Step back from the individual numbers and the report describes a structural shift the industry has been circling for years: the network edge is no longer where attacks are won or lost — the login is. As workloads moved to SaaS and remote access became the norm, the firewall stopped being the thing standing between an attacker and your data. A valid session token now does what a network foothold used to, and it arrives through a mailbox rather than an exploit.

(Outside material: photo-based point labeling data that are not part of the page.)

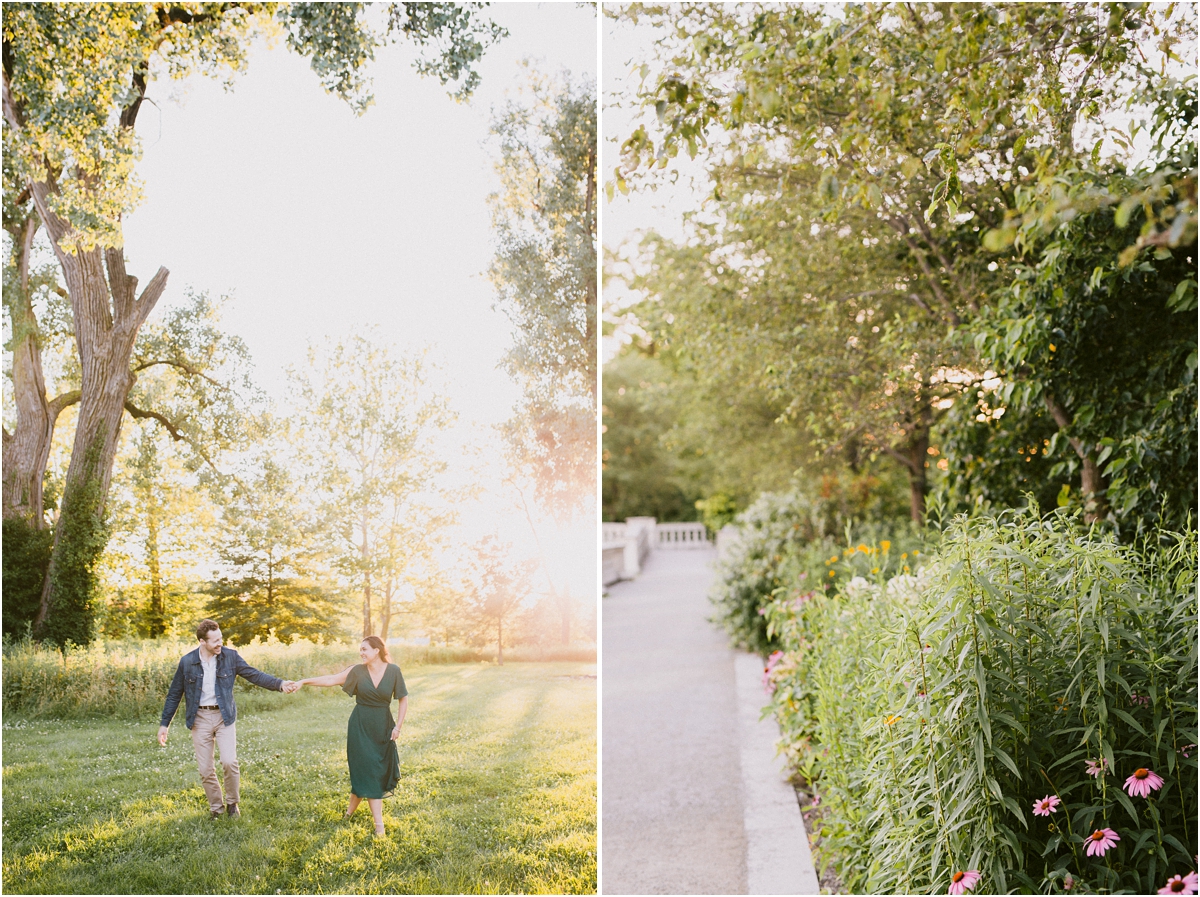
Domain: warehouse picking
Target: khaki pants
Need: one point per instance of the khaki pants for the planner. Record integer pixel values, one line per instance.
(208, 732)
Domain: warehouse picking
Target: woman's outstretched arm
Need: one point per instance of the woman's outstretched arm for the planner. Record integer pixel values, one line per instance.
(331, 679)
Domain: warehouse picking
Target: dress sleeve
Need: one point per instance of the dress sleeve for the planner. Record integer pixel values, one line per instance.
(351, 686)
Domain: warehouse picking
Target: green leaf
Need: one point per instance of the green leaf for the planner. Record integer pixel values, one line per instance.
(1121, 218)
(1183, 299)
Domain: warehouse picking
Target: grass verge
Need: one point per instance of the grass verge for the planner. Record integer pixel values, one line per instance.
(497, 795)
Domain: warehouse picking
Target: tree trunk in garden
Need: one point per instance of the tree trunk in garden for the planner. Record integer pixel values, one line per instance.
(157, 602)
(28, 447)
(1096, 507)
(107, 318)
(107, 314)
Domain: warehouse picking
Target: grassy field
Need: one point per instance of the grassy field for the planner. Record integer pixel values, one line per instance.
(497, 794)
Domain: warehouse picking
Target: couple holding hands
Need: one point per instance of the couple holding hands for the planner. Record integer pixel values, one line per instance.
(205, 676)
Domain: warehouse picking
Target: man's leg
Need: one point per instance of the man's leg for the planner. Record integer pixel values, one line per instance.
(203, 740)
(227, 744)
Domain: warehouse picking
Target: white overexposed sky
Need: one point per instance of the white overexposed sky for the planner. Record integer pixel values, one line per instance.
(319, 222)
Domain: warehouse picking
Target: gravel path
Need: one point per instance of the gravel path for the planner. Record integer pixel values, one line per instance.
(683, 748)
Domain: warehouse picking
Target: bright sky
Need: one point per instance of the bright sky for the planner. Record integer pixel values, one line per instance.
(319, 222)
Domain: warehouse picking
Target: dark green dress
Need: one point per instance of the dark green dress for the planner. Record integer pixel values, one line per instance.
(370, 751)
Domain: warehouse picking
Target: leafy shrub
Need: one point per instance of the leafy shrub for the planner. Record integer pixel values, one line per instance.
(936, 708)
(27, 554)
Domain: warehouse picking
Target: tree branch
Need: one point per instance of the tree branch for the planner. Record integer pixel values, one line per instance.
(183, 366)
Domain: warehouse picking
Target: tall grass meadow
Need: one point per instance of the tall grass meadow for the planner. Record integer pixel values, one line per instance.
(1018, 715)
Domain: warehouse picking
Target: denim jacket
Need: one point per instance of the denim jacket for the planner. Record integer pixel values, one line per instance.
(190, 678)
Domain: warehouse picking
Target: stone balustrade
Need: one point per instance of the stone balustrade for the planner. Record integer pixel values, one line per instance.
(627, 545)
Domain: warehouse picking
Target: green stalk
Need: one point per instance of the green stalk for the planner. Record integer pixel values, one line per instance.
(1071, 828)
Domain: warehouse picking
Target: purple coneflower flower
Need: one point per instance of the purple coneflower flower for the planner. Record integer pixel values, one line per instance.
(1047, 806)
(1180, 884)
(1102, 840)
(1143, 782)
(769, 686)
(963, 882)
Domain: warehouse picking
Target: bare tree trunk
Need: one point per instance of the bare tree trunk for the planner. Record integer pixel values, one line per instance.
(1096, 507)
(385, 609)
(157, 603)
(105, 336)
(592, 309)
(918, 451)
(27, 450)
(107, 318)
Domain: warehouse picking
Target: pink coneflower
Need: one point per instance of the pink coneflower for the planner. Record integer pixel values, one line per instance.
(1143, 782)
(1180, 884)
(1047, 806)
(1102, 840)
(963, 882)
(769, 686)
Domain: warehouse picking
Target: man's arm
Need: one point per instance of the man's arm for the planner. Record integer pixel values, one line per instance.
(173, 696)
(263, 680)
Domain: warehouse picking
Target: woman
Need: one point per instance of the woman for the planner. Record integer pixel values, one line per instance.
(371, 734)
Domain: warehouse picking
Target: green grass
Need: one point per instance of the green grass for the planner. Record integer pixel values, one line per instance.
(497, 795)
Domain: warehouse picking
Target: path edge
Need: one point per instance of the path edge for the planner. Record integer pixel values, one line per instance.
(778, 855)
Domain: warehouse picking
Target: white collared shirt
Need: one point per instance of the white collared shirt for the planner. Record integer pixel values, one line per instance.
(209, 684)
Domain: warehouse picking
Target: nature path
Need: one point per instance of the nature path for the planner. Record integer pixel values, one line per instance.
(694, 799)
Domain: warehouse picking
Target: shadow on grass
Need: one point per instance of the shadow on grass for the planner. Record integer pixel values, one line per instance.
(497, 795)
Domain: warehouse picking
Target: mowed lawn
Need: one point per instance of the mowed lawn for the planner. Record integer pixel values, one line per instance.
(497, 795)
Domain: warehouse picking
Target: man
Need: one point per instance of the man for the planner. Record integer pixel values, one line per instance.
(204, 678)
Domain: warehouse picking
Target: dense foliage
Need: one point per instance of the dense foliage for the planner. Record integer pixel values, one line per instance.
(783, 545)
(934, 711)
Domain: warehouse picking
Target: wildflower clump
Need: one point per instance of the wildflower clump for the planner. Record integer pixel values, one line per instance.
(942, 714)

That reframes what "defense in depth" should mean in 2026. The layers worth investing in are increasingly identity-centric: strong, phishing-resistant authentication, tight control over who can grant application consent, and monitoring that treats identity events as security telemetry rather than help-desk noise. Organizations still spending disproportionately on perimeter tooling while treating identity as an IT convenience are defending the wrong door — and the attackers, this data suggests, already know which door that is.

Source

This is our own summary and analysis. The original reporting is at darkreading.com →

Frequently asked questions

Does this mean MFA is useless?
No — it means conventional push or code-based MFA is no longer sufficient against phishing kits that proxy logins or bombard users with prompts. Phishing-resistant factors like FIDO2 keys and passkeys bind the login to the legitimate site and still hold up.
Why did email overtake exploits as the top cause?
Exploiting software requires a vulnerable, reachable system; phishing only requires a person. As patch cycles improved and exploit prices rose, stolen credentials became the cheaper, more reliable way in — and they blend into normal traffic once used.
What are early warning signs of a credential-based intrusion?
Sign-ins from unusual locations or impossible travel, sudden MFA device enrolments, new mailbox forwarding rules, and OAuth consent grants nobody remembers. Those events deserve alerting on par with malware detections.